微笑みを絶やさない宰相は、これ以上私に何かを言っても無駄だと思ったのだろう、早々に会話を切り上げた。勝った。ふふふ、と笑いがこみ上げるが、私はこんなところで油断はしない。


「クロウ」


「はい、姫様。なんでございましょう。」


呼び止められ、宰相の声色にほんの僅かに苛立ちの色がこもる。特に、ひめさま、のあたりに。

私は、できるだけ冷静に、静かに微笑んで見せた。勝利の興奮は胸の奥にそっとしまって。

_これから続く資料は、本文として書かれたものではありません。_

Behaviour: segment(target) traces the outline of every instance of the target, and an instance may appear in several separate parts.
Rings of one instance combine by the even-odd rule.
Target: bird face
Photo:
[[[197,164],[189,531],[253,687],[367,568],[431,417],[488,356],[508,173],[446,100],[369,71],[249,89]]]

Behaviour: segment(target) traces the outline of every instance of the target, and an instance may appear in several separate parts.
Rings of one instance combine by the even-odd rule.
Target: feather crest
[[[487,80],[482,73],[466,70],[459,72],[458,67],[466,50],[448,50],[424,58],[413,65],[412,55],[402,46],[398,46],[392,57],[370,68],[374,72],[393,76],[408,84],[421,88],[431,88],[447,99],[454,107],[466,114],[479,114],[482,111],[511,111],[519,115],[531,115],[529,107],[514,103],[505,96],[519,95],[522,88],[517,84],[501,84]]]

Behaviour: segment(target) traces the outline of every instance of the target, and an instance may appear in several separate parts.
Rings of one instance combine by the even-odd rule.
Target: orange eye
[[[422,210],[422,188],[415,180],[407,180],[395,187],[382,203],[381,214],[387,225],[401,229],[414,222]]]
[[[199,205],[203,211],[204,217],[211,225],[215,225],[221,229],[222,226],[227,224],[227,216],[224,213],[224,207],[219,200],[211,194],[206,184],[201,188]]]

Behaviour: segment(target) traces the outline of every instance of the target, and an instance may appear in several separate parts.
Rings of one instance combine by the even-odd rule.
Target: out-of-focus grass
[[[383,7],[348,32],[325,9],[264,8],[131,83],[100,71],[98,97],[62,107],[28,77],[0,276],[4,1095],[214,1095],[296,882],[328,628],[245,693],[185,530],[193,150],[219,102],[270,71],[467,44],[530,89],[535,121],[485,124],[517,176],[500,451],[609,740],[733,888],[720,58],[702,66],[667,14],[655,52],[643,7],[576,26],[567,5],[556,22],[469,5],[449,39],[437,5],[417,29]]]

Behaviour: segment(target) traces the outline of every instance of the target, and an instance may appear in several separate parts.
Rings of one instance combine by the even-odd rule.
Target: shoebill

「ミイナが働き始める前に不慮の事故で亡くなったり行方不明になったりしないよう、気をつけてあげてね。」


働き始める前にミイナを殺したりしたらただじゃおかないから。言外に、でもわりと露骨にそういう意味を含めて言えば、宰相の双眸はすっと冷えた色を湛えた。引きつっていた口元の笑みを深くして、冷ややかな視線を隠そうともせず


「……ええ、もちろん。貴女のお心のままに。」


そう言って、じっと私を見つめる。

底の知れない深い紫の瞳に見つけられて、やっぱり思った。


ーーこの宰相、攻略したくない。